UGT alinhada com o Governo na reposição dos três dias de férias mas com uma nuance

Em novembro, quando o Governo enviou à UGT um documento com alterações ao anteprojeto da reforma laboral já tinha cedido na reposição dos três dias de férias que fazia depender da assiduidade, eliminados no tempo da troika e cuja reposição já tinha sido admitida no caso da Função Pública.

“O período anual de férias tem a duração mínima de 25 dias úteis”, lê-se na proposta a que o Observador teve acesso, que admite que a duração do período de férias fique reduzida mas só em casos em que o trabalhador tenha faltado injustificadamente no ano em que as férias se reportam.

Neste caso, o trabalhador perde um dia de férias por uma falta ou dois meios-dias, dois dias de férias por duas faltas ou quatro meios-dias e  três dias de férias por três ou mais faltas ou seis ou mais meios-dias.

Mais compensações em casos de caducidade do contrato a termo certo, incerto e de despedimentos coletivos

De uma forma geral, a UGT propõe que se aumentem as compensações dos trabalhadores quando termina o vínculo laboral. Em relação aos contratos de trabalho a termo certo e incerto, é sugerido que o trabalhador tenha direito a uma compensação” correspondente a 45 dias de retribuição base e diuturnidades por cada ano completo de antiguidade”.

Atualmente, a compensação para os dois casos é de 24 dias de retribuição base e diuturnidades por cada ano de trabalho.

Já em relação ao despedimento coletivo, prevê-se que o trabalhador tenha direito a uma compensação correspondente “a um mês de retribuição base e diuturnidades por cada ano completo de antiguidade”. Atualmente, prevê-se que essa compensação seja correspondente a 14 dias de retribuição base e diuturnidades por cada ano completo de antiguidade.

Semana de quatro dias para quem tem filhos ou netos com menos de 12 anos

A central sindical propõe que seja prevista a redução da semana de trabalho em um dia para os trabalhadores cujo período normal de trabalho seja de cinco ou mais dias, sem perda de retribuição. A chamada semana de quatro dias. Mas para casos específicos.

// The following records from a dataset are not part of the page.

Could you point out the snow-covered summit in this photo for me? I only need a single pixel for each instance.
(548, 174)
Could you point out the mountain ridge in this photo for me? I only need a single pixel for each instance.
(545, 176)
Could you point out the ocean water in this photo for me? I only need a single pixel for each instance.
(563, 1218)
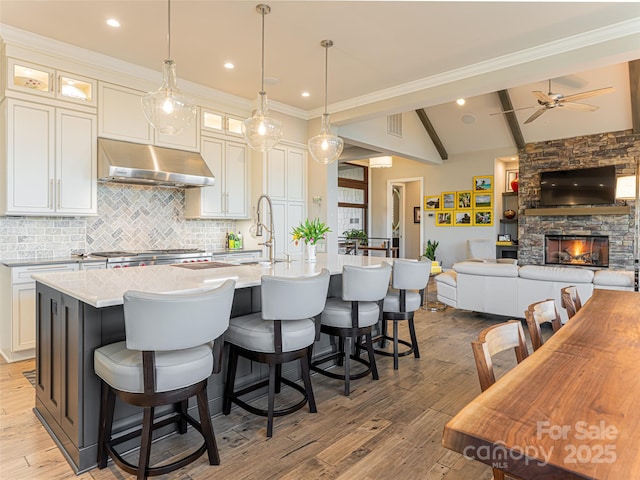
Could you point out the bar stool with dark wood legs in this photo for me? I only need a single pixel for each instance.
(282, 332)
(351, 317)
(408, 282)
(166, 359)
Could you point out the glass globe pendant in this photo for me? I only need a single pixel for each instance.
(325, 148)
(167, 109)
(261, 132)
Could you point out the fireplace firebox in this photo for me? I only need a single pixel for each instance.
(584, 250)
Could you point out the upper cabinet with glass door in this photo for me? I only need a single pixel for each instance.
(218, 122)
(48, 82)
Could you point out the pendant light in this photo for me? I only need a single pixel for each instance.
(167, 109)
(262, 133)
(325, 148)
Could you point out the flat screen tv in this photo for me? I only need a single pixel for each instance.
(585, 186)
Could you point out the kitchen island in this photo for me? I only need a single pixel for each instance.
(77, 312)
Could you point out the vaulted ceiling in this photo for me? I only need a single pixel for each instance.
(389, 57)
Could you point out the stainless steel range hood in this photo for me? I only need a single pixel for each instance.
(125, 162)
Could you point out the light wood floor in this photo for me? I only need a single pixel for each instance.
(386, 429)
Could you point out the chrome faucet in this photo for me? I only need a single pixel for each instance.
(271, 241)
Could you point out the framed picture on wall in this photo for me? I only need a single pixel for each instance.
(448, 200)
(483, 183)
(510, 176)
(463, 218)
(432, 202)
(483, 218)
(463, 200)
(482, 201)
(444, 219)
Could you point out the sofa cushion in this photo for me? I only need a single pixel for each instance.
(557, 274)
(613, 278)
(490, 269)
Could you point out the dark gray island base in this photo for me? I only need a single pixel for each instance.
(68, 390)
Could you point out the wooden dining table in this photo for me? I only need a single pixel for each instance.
(571, 410)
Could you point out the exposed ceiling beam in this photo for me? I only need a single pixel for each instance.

Com esta proposta, teriam direito a optar por esta modalidade laboral os trabalhadores progenitores ou adotantes “com filhos até à idade de 12 anos ou, independentemente da idade, com deficiência, doença crónica ou doença oncológica”. As mesmas condições aplicam-se ao trabalhador que “tenha a seu cargo neto com idade inferior a 12 anos”, bem como aos trabalhadores-estudantes sem necessidade de terem menores a seu cargo.

UGT continua a não ceder na possibilidade de não reintegração de trabalhadores despedidos ilicitamente em médias e grandes empresas

Além de pretender que a possibilidade de não reintegração dos trabalhadores após despedimentos considerados ilícitos continue a ser um exclusivo das microempresas — ao contrário do Governo que quer na reforma laboral estender a possibilidade a todas as empresas, médias e grandes — a UGT propõe que nos casos em que o tribunal exclua a reintegração, a indemnização paga ao trabalhador seja maior do que aquela que é devida com o código que está agora em vigor.

“Caso o tribunal exclua a reintegração, o trabalhador tem direito a indemnização, determinada pelo tribunal entre 90 e 120 dias de retribuição base e diuturnidades por cada ano completo ou fração de antiguidade, não podendo ser inferior ao valor correspondente a nove meses de retribuição base e diuturnidades”, lê-se na contraproposta da UGT, sendo que atualmente a indemnização ronda 30 a 60 dias, com um mínimo de seis meses.

Cálculo do pagamento do trabalho suplementar muda com a contraproposta da UGT

Na contraproposta que entregou ao Governo, a UGT prevê que o trabalho suplementar passe a ser “pago pelo valor da retribuição horária com acréscimos de 50% pela primeira hora ou fração desta e 75 % por hora ou fração subsequente em dia útil”. E que seja pago a “100 % por cada hora ou fração, em dia de descanso semanal, obrigatório ou complementar, ou em feriado”. A modalidade de pagamento que existia antes da troika.

Atualmente, de acordo com o Código do Trabalho, o trabalho suplementar até 100 horas anuais é pago pelo valor da retribuição horária com acréscimos de 25% pela primeira hora ou fração desta e 37,5% por hora ou fração subsequente, em dia útil.

Já nos feriados, o valor pago atualmente é de 50%. por cada hora ou fração, em dia de descanso semanal, obrigatório ou complementar, ou em feriado.